1st rule of SARs: You do not talk about SARs. 2nd rule of SARs: You do NOT talk about SARs.


SARs Rules

#1 Do not talk about SARs

#2 Do NOT talk about SARs

 

It may seem odd but the Suspicious Activity Report (SAR) confidentiality  rules are almost identical to the Fight Club rules.

While there are confidentiality exemptions for sharing information within a financial services institution or with law enforcement, there remains a hard and fast line prohibiting disclosures of SARs in response to private litigation.

 

SAR Rules

 

SAR Confidentiality

FinCEN issued guidance in March 2012 titled SAR Confidentiality Reminder for Internal and External Counsel of Financial Institutions. A couple of key quotes are listed below:

“FinCEN is concerned that an increasing number of private parties, who are not authorized to know of the existence of filed SARs, are seeking SARs from financial institutions for use in civil litigation and other matters.”

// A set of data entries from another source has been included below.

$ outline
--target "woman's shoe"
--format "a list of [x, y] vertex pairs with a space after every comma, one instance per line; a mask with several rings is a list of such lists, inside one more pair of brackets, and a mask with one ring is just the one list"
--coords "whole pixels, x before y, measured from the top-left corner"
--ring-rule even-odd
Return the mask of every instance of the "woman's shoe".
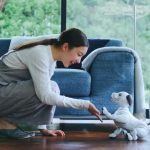
[[35, 133], [16, 129], [0, 129], [0, 138], [26, 139], [35, 136]]

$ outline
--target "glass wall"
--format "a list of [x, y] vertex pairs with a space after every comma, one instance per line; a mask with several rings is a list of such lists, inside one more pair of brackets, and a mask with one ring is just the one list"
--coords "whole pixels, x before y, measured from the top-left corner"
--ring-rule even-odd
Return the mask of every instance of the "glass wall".
[[[0, 0], [0, 37], [57, 34], [61, 0]], [[142, 60], [146, 100], [150, 96], [150, 0], [67, 0], [67, 28], [88, 38], [121, 39]]]
[[60, 0], [1, 0], [0, 37], [60, 33]]
[[89, 38], [121, 39], [125, 46], [138, 51], [148, 102], [150, 0], [68, 0], [67, 28], [70, 27], [80, 28]]

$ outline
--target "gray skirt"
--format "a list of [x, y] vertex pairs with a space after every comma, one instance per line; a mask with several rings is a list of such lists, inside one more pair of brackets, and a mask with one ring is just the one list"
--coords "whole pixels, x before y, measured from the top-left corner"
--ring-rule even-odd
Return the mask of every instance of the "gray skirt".
[[28, 70], [9, 68], [0, 60], [0, 119], [48, 125], [54, 112], [55, 106], [43, 104], [37, 97]]

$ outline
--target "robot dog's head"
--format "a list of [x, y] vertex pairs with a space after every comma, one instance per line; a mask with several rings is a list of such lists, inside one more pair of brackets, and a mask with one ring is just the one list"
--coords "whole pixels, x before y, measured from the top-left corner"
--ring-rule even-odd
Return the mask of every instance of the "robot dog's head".
[[131, 106], [132, 105], [132, 96], [127, 92], [119, 92], [119, 93], [112, 93], [111, 95], [112, 100], [118, 103], [121, 106]]

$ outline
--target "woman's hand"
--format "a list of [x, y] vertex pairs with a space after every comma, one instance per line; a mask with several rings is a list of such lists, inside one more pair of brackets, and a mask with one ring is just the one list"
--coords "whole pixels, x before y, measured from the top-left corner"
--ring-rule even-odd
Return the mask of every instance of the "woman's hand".
[[94, 104], [90, 103], [88, 111], [93, 114], [94, 116], [96, 116], [101, 122], [103, 122], [101, 116], [100, 116], [100, 111], [95, 107]]
[[65, 136], [65, 133], [62, 130], [48, 130], [48, 129], [40, 129], [42, 135], [46, 136]]

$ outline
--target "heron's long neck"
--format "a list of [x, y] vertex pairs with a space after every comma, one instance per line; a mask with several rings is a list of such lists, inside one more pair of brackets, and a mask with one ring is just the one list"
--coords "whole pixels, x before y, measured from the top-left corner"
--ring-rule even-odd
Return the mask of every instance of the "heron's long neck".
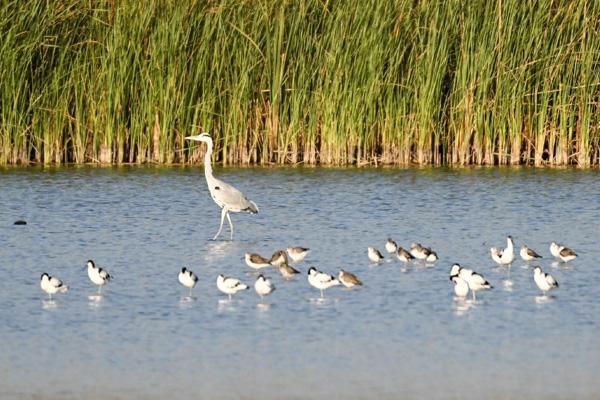
[[213, 144], [212, 142], [206, 143], [206, 154], [204, 154], [204, 176], [206, 180], [209, 181], [213, 179], [212, 165], [211, 165], [211, 156], [213, 152]]

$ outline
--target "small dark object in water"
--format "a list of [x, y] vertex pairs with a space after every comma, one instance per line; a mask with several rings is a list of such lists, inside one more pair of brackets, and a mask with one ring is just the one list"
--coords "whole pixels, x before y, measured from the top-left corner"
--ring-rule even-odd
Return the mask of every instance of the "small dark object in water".
[[19, 220], [15, 221], [15, 225], [27, 225], [27, 221], [23, 221], [22, 219], [19, 219]]

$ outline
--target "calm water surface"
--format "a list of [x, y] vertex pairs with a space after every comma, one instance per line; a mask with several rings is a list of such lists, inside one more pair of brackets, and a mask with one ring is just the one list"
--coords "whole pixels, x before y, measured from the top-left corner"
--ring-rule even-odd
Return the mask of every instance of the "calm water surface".
[[[215, 172], [260, 207], [233, 215], [233, 242], [209, 240], [220, 211], [201, 168], [0, 170], [0, 398], [598, 397], [598, 171]], [[545, 256], [561, 285], [551, 297], [524, 263], [495, 267], [489, 247], [507, 234]], [[388, 237], [440, 260], [370, 265], [367, 246], [384, 251]], [[579, 258], [555, 263], [552, 240]], [[303, 274], [269, 270], [264, 305], [253, 290], [232, 302], [217, 291], [219, 273], [254, 282], [245, 252], [290, 244], [312, 249]], [[100, 299], [89, 258], [114, 276]], [[456, 301], [453, 262], [495, 288]], [[320, 300], [310, 265], [365, 285]], [[182, 266], [200, 278], [192, 299]], [[44, 271], [69, 293], [47, 301]]]

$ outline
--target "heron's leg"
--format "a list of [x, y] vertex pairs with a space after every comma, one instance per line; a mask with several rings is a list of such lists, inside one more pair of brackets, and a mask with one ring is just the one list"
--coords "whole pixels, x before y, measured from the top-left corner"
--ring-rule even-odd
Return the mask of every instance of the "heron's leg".
[[229, 230], [231, 232], [230, 240], [233, 240], [233, 224], [231, 223], [231, 217], [229, 216], [229, 211], [225, 214], [227, 215], [227, 221], [229, 221]]
[[223, 221], [225, 221], [225, 214], [227, 214], [227, 208], [223, 207], [223, 209], [221, 210], [221, 225], [219, 225], [219, 231], [212, 240], [217, 240], [217, 238], [221, 234], [221, 231], [223, 230]]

“This obligation {maintaining SAR confidentiality} applies not only to the SAR itself, but also to information that would reveal the existence (or non-existence) of the SAR.”

“{SAR disclosure} Violations may be enforced through civil penalties of up to $100,000 for each violation and criminal penalties of up to $250,000 and/or imprisonment not to exceed five years.”

Catch 22

The SAR confidentiality rule results in a weird, Catch-22 world during civil litigation. FinCEN advises financial institutions not to admit or deny the existence of a SAR. The disclosure bar remains even “if the discovery is necessary to raise an affirmative defense.”1 During discovery in civil litigation, underlying documents related to the SAR may be disclosed, but the SAR itself cannot be.2

So what is an Anti Money Laundering Compliance Officer to say when they are on the stand during a civil lawsuit? The AMLCO could say red flags were noticed and investigated but she would have to dance around the issue of whether a SAR was or was not filed. The AMLCO could refer to account documents but could not cite emails discussing  the wording of a SAR. Such a witness is placed in an extremely difficult position of being required to answer questions under oath while not violating SAR confidentiality laws. Also, what instructions do judges provide juries when a witness can’t answer a question due to SAR confidentiality?

The confidentiality requirement leaves a lot to the imagination of a jury.  Perhaps the bank did an excellent job investigating the red flag, filed a SAR and helped shut down an international cyber-crime conglomerate.  The jury may never hear it. On the other hand, maybe the bank looked the other way in order to generate fees. But since the bank can’t disclose that a SAR was not filed, there’s no way to know for sure.